Гордеев с раздражением бросил трубку, нажал интерком связи с дежурной частью:
– Вышли один экипаж охраны к ДК и вызови ко мне замполита и Казачкова.
– Ветераны подрались? – спросил я.
– Иди в ДК и реши все вопросы на месте! – приказал Гордеев.
Тяжело вздохнув, я поднялся с места. Не дело это – инспектору уголовного розыска разбором драк заниматься! Для этого целая служба участковых инспекторов милиции есть.
– Андрей, – видя мое недовольство, сказал Гордеев, – ты у меня самый молодой офицер, но чуть ли не самый опытный. Ты – мой резерв на случай непредвиденных ситуаций. Иди в ДК и вернись ко мне с рапортом, что все проблемы улажены. Если там случилось что-то серьезное, запрашивай помощь.
Я пошел к двери.
– Андрей Николаевич! – громко и весело сказал мне вслед начальник РОВД. – Партия и советское правительство с надеждой смотрят на тебя! Комсомол на тебя смотрит. Я на тебя смотрю…
Кто еще смотрит на меня, я не дослушал – вышел за дверь.
На первом этаже ДК было немноголюдно. Двое участковых инспекторов милиции разогнали всех ненужных людей: кого – на улицу, кого – на второй этаж, кого – на цокольный. Увидев меня, один из участковых подошел с докладом.
– Некто Сыч, иногородний ветеран, оскорбил нашего старика по фамилии Трушкин и получил от него в нос. Трушкин нами задержан и сейчас сидит в служебном помещении на цокольном этаже. Сычу врач оказывает первую помощь.
– Из-за чего возникла драка? – спросил я.
– Да какая там драка! Слово за слово, повздорили. Трушкин ему двинул по носу, и их тут же разняли.
– И все-таки? Люди в таком возрасте ни с того ни с сего кулаками не машут.
– Причиной ссоры стал давний конфликт между «нашими» и «вашими». Сыч – ваш, а Николай Анисимович – наш, вот они и повздорили.
Я обернулся. За моей спиной стоял Паксеев, председатель Верх-Иланского совета ветеранов.
– «Наши» и «ваши» – это кто? – спросил я. – «Наши» – это верх-иланские, а «ваши» – это городские?
По интонации Паксеева я чувствовал, что «ваши» каким-то образом имеют отношение и ко мне.
– «Ваши» – это те, кто на фронте ни дня не был, а всю войну в войсках НКВД отсиживался, зэков в лагерях охранял. А наши – это фронтовики, окопники. Орденоносцы!
От Паксеева несло водкой. Каждое слово он произносил с нескрываемым презрением. Хорошо, что я накануне узнал о его связи с Ингой, а так бы стоял как дурачок, хлопал глазками и не понимал, с чего бы это на меня вдруг взъелся почтенный, уважаемый всеми ветеран.
– А есть еще не «наши» и не «ваши», – продолжил он, – а так себе, непонятно кто. Такие, как твой тесть, например.
Мне захотелось так двинуть Паксееву в челюсть, чтобы он отлетел к стойке вахты и валялся там до моего ухода. Ненавижу, когда кто-то лезет в мои личные дела.
– А мой тесть – это кто? – стараясь оставаться спокойным, спросил я.
– Вон стоит в углу, зыркает на всех, как зверюга. – Юрий Иосифович кивнул в сторону буфета. Я посмотрел, куда он указывал. У буфетной стойки стоял, хмуро посматривая на Сыча, Михаил Антонов.
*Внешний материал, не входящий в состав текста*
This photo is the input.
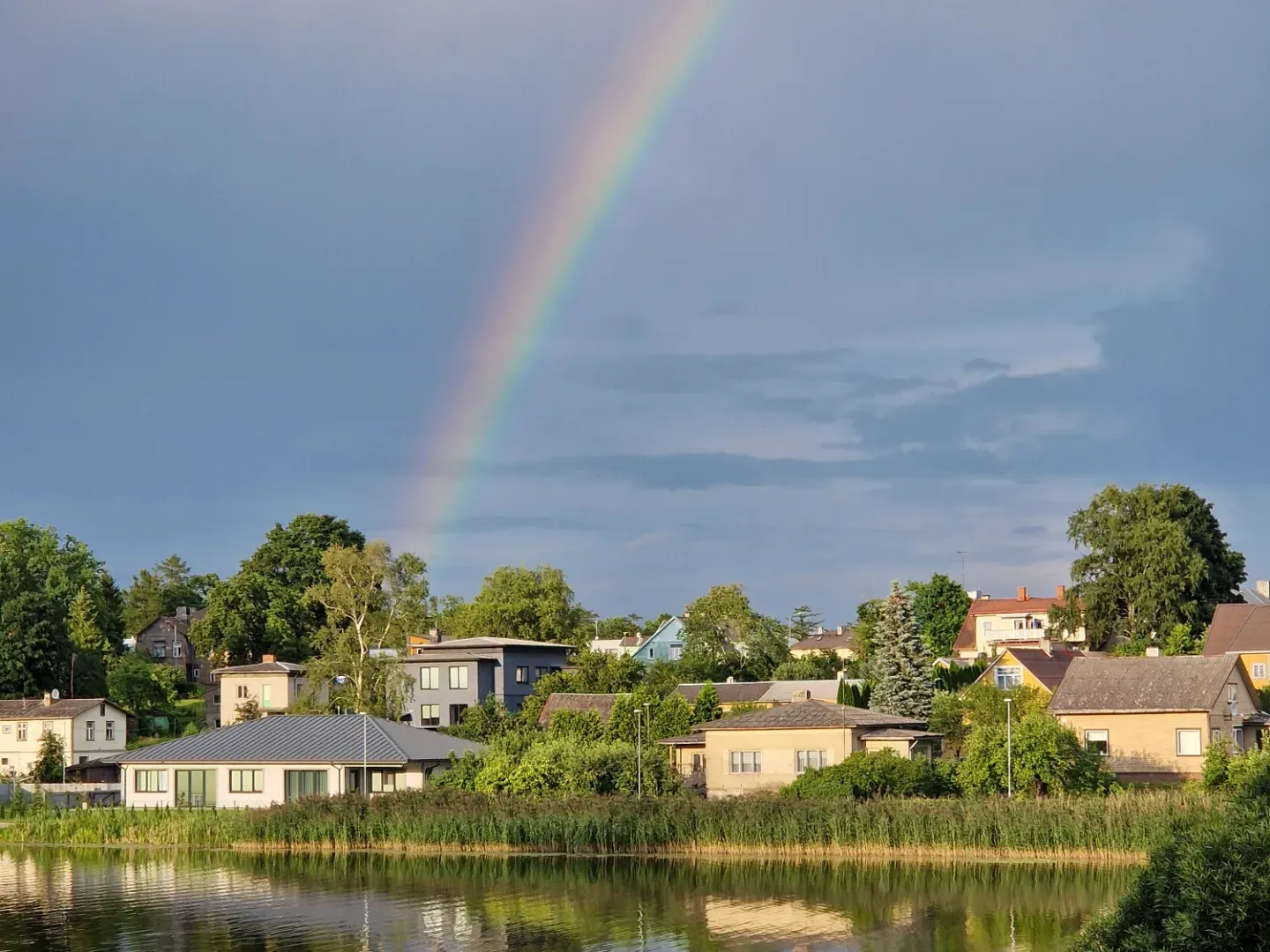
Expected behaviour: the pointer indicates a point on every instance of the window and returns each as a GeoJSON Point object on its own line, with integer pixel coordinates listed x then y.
{"type": "Point", "coordinates": [746, 762]}
{"type": "Point", "coordinates": [1009, 675]}
{"type": "Point", "coordinates": [1189, 741]}
{"type": "Point", "coordinates": [150, 782]}
{"type": "Point", "coordinates": [303, 784]}
{"type": "Point", "coordinates": [247, 781]}
{"type": "Point", "coordinates": [196, 787]}
{"type": "Point", "coordinates": [811, 759]}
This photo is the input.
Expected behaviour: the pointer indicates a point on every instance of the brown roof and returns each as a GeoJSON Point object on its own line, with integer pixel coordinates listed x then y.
{"type": "Point", "coordinates": [1047, 666]}
{"type": "Point", "coordinates": [601, 703]}
{"type": "Point", "coordinates": [34, 709]}
{"type": "Point", "coordinates": [810, 714]}
{"type": "Point", "coordinates": [1137, 684]}
{"type": "Point", "coordinates": [828, 641]}
{"type": "Point", "coordinates": [1237, 628]}
{"type": "Point", "coordinates": [1001, 606]}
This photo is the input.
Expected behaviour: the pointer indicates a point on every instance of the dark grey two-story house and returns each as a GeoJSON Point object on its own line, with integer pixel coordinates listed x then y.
{"type": "Point", "coordinates": [450, 677]}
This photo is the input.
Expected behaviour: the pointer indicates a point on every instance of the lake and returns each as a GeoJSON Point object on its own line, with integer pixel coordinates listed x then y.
{"type": "Point", "coordinates": [95, 899]}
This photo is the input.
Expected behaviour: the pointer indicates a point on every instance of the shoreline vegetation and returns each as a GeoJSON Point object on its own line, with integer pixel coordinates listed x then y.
{"type": "Point", "coordinates": [1117, 829]}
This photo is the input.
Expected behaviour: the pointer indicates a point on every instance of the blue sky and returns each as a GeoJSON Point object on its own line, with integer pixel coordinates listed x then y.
{"type": "Point", "coordinates": [891, 282]}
– Понятно, про кого речь. – Я облизнул пересохшие губы. – У него две дочери, какая же из них моя жена?
– Рыжая, конечно! Младшенькая-то у него совсем малахольная, ей бы еще в бирюльки играть, а она уже на работу вышла, мужикам глазки строить. Только ничего у нее здесь не получится. Лучше бы она к вам в милицию шла работать, там кобелей побольше, кто-нибудь да позарится на ее кривые ноги.
«Врет, сволочь, – автоматически отметил я. – Нормальные у Наташки ноги, ровные. Это у Инги ноги чуть-чуть кривые, рахитные. На свалке же выросла, там витаминов с самого рождения не хватало».
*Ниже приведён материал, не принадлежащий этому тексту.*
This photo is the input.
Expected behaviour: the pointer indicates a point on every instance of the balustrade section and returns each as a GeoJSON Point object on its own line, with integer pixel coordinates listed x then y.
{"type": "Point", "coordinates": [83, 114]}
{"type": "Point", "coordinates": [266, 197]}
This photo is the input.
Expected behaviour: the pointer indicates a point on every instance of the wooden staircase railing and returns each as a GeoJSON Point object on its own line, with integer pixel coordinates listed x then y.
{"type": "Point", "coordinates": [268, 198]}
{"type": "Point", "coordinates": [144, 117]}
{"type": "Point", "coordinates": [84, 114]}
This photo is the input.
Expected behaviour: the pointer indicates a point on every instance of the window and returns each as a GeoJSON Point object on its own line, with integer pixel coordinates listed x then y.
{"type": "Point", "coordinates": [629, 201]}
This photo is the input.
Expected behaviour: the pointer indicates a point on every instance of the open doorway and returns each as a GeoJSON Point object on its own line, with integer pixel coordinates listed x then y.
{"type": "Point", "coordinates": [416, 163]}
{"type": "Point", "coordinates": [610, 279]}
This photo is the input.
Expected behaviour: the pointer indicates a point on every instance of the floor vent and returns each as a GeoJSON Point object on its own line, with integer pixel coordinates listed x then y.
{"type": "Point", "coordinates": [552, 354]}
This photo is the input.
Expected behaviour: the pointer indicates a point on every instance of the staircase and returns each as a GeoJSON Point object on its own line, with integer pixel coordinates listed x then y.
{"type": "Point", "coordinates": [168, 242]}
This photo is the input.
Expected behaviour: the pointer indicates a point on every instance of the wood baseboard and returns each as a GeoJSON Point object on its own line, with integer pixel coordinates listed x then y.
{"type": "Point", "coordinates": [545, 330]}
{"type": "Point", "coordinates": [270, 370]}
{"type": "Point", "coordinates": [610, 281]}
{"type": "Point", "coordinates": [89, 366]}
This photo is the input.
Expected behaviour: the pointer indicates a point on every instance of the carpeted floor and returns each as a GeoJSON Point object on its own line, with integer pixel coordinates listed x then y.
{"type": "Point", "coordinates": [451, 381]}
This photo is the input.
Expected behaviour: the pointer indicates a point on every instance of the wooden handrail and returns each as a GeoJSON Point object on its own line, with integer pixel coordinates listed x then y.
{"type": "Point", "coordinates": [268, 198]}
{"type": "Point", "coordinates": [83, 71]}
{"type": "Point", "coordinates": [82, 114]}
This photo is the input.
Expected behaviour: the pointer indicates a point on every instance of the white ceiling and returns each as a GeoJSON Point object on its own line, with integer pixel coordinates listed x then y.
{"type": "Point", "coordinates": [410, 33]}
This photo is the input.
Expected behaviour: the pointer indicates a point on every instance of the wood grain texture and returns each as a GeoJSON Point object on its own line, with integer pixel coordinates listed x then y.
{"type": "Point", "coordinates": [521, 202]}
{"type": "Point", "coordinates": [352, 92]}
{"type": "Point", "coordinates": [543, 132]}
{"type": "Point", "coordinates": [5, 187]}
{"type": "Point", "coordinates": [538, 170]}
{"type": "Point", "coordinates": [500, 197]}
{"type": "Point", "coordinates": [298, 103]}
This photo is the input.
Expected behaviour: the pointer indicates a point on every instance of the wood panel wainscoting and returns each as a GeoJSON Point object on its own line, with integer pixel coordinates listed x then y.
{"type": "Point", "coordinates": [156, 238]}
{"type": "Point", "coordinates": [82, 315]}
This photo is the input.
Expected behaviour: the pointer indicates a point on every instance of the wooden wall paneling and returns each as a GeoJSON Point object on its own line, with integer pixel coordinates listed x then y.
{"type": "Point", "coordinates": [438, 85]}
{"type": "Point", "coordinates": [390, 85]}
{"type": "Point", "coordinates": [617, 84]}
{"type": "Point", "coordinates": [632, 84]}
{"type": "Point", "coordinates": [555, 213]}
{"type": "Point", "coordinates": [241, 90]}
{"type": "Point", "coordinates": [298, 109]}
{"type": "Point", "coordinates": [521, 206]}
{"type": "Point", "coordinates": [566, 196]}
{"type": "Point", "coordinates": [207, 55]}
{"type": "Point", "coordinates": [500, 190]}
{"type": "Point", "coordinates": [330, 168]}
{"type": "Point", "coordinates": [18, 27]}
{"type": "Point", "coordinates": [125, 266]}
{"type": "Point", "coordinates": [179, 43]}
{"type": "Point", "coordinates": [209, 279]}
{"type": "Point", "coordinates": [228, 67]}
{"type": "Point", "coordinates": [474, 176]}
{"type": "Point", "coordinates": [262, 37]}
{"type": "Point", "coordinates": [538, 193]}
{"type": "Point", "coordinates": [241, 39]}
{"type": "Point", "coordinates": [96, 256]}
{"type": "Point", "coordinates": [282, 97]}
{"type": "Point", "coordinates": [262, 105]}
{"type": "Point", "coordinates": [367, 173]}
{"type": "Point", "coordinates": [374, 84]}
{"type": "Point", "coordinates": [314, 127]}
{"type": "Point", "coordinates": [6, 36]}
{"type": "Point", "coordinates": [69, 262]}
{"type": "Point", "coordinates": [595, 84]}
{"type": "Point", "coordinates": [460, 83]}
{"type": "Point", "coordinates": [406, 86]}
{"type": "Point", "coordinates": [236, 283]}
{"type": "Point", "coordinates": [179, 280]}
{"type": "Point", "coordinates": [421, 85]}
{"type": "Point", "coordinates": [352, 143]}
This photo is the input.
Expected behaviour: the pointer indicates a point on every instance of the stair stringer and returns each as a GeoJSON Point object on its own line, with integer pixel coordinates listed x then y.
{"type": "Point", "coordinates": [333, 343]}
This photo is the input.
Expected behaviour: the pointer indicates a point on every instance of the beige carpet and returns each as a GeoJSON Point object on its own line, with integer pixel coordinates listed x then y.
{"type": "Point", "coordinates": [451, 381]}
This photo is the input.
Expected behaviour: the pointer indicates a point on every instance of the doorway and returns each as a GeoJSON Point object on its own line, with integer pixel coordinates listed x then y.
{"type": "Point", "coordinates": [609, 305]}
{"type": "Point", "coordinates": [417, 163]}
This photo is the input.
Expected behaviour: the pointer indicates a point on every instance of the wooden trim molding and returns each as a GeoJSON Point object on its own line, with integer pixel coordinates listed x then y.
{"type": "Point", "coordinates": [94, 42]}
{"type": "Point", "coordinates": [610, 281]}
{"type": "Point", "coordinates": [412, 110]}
С лестницы второго этажа раздался цокот каблучков. К нам легкой походкой спустилась нарядно одетая Бобоева.
– Где Трушкин? – властно спросила она.
– В подвале, – сквозь зубы процедил Паксеев.
Вслед за Бобоевой в фойе появился Заборский.
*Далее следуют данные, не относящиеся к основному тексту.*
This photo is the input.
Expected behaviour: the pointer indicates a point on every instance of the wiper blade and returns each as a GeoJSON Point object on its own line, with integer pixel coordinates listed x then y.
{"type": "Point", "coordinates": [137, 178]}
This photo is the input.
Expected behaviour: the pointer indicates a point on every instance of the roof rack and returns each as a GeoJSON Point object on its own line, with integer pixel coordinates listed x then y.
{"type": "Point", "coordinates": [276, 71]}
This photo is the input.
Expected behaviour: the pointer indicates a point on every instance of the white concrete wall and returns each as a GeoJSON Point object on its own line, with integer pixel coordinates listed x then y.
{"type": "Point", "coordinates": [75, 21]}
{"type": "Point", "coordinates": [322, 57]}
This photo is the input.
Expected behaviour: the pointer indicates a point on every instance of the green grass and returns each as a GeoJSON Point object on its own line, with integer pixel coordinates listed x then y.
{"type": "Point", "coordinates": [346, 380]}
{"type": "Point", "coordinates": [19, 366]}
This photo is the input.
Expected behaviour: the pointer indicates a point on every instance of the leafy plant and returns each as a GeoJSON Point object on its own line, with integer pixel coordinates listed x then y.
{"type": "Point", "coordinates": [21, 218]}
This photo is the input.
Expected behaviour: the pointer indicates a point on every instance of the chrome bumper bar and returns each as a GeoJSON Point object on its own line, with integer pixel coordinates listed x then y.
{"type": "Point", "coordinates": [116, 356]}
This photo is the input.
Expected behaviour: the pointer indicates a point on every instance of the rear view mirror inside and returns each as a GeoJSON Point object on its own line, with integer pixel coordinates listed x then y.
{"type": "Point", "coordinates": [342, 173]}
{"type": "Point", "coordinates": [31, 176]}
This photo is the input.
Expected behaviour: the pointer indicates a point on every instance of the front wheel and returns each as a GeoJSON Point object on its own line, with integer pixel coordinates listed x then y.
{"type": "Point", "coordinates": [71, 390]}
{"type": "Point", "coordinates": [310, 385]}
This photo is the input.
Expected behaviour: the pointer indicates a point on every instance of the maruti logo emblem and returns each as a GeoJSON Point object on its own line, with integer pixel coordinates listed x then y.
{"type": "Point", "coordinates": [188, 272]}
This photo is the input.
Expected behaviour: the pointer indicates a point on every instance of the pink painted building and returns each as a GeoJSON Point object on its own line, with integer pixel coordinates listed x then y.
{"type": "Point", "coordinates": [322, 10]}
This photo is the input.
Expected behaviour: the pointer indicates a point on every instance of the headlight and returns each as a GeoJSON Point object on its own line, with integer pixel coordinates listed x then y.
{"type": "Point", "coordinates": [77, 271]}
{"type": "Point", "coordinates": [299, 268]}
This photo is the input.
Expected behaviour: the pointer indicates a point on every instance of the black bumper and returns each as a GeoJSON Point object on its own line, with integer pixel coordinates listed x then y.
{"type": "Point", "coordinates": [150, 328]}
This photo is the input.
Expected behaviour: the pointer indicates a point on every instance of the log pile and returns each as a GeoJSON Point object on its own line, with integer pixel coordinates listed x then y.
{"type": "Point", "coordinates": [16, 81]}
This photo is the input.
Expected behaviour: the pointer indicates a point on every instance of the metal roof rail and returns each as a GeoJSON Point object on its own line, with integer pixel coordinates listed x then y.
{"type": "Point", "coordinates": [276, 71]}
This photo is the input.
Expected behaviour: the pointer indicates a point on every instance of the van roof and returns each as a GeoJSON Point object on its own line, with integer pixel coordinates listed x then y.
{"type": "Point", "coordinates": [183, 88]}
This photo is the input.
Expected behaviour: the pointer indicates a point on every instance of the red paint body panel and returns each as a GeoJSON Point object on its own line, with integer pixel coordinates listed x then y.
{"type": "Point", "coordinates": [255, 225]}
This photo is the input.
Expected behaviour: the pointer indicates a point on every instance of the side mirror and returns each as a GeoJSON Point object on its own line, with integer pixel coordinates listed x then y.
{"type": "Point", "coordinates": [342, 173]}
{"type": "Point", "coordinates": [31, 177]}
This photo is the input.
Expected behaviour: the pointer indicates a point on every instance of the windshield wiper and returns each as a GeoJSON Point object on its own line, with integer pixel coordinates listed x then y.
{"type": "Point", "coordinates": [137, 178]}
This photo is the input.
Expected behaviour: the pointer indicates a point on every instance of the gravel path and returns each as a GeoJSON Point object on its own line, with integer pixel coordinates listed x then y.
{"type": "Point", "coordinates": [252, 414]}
– Николай Иванович, – обернулась к нему Бобоева, – забирайте Трушкина и ведите наверх, к Антону Антоновичу. Андрей Николаевич, пойдемте со мной.
Мы отошли в сторону.
– Антон Антонович велел нам уладить этот конфликт. Вернее, конфликт улаживать буду я, а вы будете мне помогать как представитель правоохранительных органов. Причину ссоры вы знаете?
– Один служил в НКВД, а другой был на фронте?